4. Investing in depots

Components

Why it’s an opportunity

4.1    Depots represent a good entry point for private investment in rail infrastructure. Unlike rail lines or signalling systems, depots are:

  1. Clearly bounded and self-contained, limiting interface complexity;
  2. Associated with defined revenue streams from operator facility access or train servicing;
  3. Essential for traction modernisation and decarbonisation, supporting electric rolling stock and alternative traction power capabilities; and
  4. Integral to combined rolling stock and infrastructure investment deals, often initiated by private investors.

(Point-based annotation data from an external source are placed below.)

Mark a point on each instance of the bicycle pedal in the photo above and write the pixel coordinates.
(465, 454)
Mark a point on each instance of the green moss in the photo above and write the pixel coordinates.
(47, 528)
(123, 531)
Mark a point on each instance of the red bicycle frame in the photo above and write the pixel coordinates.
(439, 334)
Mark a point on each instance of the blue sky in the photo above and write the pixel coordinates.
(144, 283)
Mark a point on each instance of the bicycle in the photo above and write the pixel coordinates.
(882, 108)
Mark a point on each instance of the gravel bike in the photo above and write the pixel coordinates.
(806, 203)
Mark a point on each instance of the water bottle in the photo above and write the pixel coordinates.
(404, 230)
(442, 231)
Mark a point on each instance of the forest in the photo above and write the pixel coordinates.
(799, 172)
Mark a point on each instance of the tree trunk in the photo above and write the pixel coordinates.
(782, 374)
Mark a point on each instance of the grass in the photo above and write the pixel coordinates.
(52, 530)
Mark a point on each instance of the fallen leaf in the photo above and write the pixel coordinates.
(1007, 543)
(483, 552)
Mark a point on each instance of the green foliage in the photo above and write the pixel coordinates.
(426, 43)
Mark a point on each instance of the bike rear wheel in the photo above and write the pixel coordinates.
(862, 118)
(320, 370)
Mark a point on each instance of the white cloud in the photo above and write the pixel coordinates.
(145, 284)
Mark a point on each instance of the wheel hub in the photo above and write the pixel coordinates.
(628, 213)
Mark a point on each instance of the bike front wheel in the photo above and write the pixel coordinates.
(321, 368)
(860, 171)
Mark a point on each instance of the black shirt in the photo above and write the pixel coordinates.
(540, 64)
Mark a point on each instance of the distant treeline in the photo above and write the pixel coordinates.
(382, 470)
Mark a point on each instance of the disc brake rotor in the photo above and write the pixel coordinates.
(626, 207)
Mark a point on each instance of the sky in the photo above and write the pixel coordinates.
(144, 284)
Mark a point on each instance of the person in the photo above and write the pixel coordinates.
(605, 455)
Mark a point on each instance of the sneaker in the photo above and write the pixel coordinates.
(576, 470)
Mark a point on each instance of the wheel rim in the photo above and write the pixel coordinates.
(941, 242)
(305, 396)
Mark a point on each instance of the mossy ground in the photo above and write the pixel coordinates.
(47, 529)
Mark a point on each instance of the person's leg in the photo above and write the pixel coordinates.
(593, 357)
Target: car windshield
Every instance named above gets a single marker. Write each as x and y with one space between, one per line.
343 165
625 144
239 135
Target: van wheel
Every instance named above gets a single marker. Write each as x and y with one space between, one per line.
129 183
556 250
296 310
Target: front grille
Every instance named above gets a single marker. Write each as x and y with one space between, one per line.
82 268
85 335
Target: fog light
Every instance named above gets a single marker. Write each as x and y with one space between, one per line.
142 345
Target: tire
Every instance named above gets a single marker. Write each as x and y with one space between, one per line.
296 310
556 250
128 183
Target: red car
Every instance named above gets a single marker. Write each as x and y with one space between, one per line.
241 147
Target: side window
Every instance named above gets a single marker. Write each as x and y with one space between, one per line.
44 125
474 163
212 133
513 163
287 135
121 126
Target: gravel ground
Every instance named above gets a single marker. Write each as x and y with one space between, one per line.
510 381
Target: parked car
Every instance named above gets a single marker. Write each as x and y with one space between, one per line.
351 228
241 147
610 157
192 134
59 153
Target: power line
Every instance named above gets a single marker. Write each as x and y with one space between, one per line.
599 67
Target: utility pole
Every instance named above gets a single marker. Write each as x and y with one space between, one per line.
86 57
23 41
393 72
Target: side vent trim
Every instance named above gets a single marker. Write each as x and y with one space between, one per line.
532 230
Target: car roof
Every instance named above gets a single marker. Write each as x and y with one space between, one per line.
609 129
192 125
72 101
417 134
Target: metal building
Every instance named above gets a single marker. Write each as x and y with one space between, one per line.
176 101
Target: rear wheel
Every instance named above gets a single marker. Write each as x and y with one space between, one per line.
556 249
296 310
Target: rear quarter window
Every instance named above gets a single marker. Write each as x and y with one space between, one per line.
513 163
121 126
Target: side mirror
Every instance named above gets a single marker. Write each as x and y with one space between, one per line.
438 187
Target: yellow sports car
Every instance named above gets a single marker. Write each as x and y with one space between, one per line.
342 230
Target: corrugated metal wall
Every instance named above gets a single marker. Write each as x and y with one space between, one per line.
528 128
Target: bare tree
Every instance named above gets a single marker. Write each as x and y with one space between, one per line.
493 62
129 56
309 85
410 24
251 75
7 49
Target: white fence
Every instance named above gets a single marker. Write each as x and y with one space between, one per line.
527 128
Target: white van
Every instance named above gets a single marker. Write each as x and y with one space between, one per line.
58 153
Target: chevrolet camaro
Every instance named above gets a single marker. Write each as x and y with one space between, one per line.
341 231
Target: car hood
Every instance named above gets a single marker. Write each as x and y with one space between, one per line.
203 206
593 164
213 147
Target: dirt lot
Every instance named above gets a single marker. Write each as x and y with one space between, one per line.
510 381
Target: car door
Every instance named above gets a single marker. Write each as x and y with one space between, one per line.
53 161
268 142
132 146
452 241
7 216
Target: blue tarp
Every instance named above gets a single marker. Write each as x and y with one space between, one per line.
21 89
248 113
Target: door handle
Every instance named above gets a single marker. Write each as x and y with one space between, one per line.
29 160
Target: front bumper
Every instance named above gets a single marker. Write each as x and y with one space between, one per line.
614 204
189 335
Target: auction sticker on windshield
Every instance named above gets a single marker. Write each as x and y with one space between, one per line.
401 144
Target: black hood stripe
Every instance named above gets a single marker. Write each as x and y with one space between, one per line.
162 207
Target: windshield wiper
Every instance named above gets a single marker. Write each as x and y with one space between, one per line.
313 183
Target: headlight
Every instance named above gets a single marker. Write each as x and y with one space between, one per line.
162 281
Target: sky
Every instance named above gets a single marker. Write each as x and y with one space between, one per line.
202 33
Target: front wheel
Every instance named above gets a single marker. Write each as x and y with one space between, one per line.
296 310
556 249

4.2    Depot investments are generally seen as commercially viable ventures with manageable delivery interfaces, making them an ideal starting point for expanding private sector capital in rail.

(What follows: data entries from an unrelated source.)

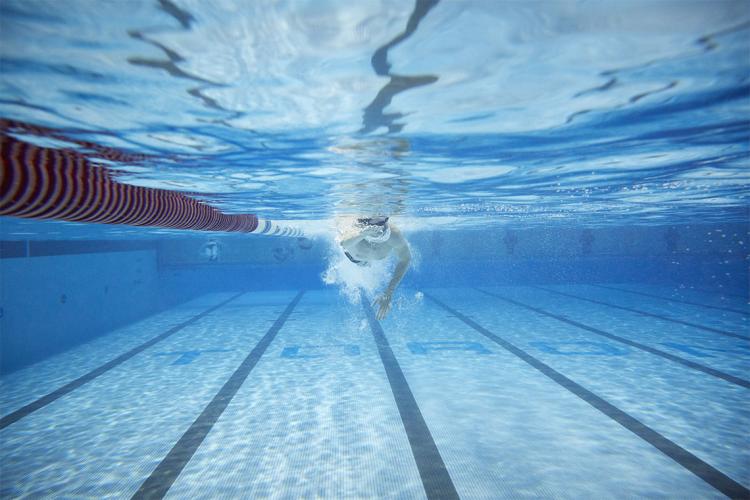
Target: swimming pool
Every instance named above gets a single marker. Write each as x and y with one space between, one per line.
178 317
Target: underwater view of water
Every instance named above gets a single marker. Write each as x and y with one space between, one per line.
201 296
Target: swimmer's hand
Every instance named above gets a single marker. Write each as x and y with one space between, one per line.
384 303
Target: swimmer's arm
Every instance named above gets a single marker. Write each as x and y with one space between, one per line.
353 240
404 259
384 300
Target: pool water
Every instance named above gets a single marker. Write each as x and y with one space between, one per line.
571 179
489 392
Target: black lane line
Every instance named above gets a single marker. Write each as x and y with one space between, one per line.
645 313
165 474
671 357
670 299
703 470
75 384
436 481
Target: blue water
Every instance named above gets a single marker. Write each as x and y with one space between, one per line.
572 181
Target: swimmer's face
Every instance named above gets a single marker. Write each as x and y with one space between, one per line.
373 226
374 231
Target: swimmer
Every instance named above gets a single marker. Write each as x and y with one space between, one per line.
375 239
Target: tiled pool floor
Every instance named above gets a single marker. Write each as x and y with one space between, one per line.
578 391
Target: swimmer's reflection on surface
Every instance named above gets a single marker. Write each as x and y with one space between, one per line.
374 238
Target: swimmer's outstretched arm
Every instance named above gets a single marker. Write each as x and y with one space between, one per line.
353 240
401 249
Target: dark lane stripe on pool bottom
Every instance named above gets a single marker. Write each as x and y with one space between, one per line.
646 313
75 384
643 347
165 474
703 470
671 299
436 481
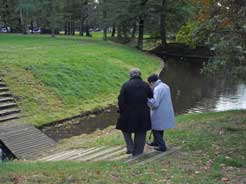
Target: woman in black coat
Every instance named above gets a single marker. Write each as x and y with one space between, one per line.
134 112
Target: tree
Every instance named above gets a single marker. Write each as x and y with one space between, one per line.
223 29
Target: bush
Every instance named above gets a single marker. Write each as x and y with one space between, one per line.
186 34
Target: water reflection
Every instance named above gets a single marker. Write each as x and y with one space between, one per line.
192 92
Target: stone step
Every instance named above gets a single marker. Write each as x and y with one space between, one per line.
3 89
6 99
10 117
7 105
5 94
6 112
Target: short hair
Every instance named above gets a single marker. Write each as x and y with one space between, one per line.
135 72
153 78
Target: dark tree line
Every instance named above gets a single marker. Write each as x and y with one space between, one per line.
124 19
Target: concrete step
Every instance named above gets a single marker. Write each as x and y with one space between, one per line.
5 94
6 112
7 105
10 117
3 88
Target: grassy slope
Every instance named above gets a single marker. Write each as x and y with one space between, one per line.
214 152
57 78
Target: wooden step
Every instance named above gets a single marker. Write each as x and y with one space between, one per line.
7 105
6 99
2 84
5 94
99 154
4 89
10 117
28 144
6 112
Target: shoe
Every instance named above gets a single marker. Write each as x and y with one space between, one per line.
161 149
152 144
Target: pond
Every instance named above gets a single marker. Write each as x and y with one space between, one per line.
191 92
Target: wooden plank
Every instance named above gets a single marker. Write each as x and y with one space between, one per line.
10 117
7 105
9 111
30 142
4 94
25 141
7 99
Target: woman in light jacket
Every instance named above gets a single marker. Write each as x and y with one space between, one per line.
162 113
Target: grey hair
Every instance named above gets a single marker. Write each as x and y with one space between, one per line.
135 72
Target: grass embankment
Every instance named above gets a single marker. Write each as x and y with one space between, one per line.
214 152
56 78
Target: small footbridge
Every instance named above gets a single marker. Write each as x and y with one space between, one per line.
17 139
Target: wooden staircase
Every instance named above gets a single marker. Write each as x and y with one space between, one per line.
8 108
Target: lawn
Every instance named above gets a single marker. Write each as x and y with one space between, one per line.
56 78
213 152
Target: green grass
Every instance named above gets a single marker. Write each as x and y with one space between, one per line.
214 150
61 77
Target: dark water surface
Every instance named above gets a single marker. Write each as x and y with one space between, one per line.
191 92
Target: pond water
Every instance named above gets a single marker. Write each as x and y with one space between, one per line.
191 92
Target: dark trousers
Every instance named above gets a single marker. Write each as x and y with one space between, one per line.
158 138
136 145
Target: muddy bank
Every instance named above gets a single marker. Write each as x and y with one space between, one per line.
183 52
84 123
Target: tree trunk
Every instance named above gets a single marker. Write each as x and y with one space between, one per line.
113 31
66 28
105 33
52 31
81 29
23 26
119 32
32 27
134 29
140 34
73 28
163 25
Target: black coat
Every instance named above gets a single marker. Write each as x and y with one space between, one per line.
133 108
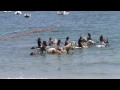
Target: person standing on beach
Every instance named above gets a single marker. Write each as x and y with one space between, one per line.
103 41
39 42
80 42
50 41
67 41
89 37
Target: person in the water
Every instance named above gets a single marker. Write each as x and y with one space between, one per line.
89 37
59 46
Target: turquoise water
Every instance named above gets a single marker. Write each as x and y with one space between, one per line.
93 62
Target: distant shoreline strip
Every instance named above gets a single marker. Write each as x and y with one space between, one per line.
27 33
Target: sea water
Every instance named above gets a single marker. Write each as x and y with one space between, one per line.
92 62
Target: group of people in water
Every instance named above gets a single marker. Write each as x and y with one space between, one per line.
59 46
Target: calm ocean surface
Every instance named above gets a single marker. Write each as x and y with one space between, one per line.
93 62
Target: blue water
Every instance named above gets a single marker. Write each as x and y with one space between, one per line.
93 62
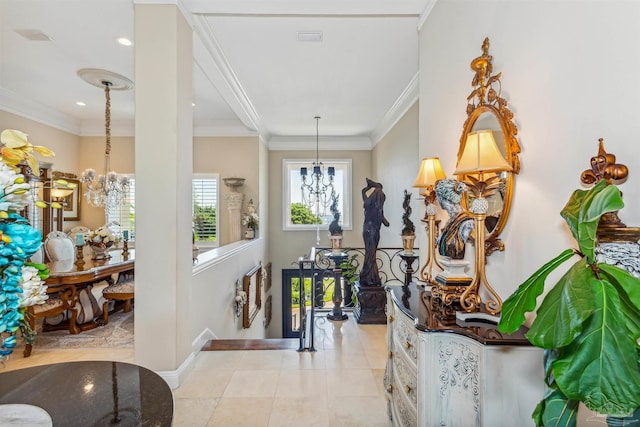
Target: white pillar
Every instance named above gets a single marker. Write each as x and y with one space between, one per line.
234 206
163 167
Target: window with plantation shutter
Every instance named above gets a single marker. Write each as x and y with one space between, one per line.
125 213
205 209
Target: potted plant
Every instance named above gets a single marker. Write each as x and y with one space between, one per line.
588 323
335 229
408 228
350 273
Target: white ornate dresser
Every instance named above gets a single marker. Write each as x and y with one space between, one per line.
454 375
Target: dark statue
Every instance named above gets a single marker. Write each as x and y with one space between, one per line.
457 230
373 198
335 228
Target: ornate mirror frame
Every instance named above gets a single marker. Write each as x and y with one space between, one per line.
485 102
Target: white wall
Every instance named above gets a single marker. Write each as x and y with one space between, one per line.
395 164
570 75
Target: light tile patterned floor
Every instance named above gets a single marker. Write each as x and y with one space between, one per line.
338 385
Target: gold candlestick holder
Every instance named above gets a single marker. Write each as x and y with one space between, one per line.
125 249
79 256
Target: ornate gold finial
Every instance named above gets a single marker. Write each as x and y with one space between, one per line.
604 166
484 95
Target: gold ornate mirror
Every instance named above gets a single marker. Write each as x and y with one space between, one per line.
487 111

Key Stakeholders – Roles and responsibilities

4.3    Below are examples of some of the common responsibilities of key stakeholders, although this may vary depending on the scope of the investment scheme:

A diagram showing key stakeholders:  ORR: Approves new or amended Depot Access Agreements;    Ensures agreements meet fair, non-discriminatory, safety-compliant and interoperability standards;  Regulates the interface between depot operations and mainline network access.  Network Rail: Typically owns depot land and infrastructure;  Negotiates commercial access agreements with investors or operators;  Defines standard terms within template Depot Access Agreements (DAAs), similar to station or track access agreements.  Investors: Finance depot upgrades and construction;  Secure revenue through lease agreements or service contracts with train operators;  Fund any incremental operating, maintenance or renewals (OMR) costs exceeding NR baseline during each control period.  Operators/Depot users: May lead depot investment as part of wider fleet procurement (e.g., depot & trains packages);  Often manage the operator interface and depot handover, easing delivery complexity;  Provide operational specifications and co-funding.

Key considerations for investors

ThemeDetail
Compliance and InteroperabilityInfrastructure must meet TSIs or obtain derogations if depot modifications affect train entry into service. ORR will be able to provide guidance on this.
Risk Allocation & OMR ChargingInvestment costs, depreciation and maintenance charges (>£50k p.a.) must be clearly identified and borne by investors, with revisits each control period.
Revenue MechanismsExamine lease duration, access charge structure, performance incentives and commercial return on investment.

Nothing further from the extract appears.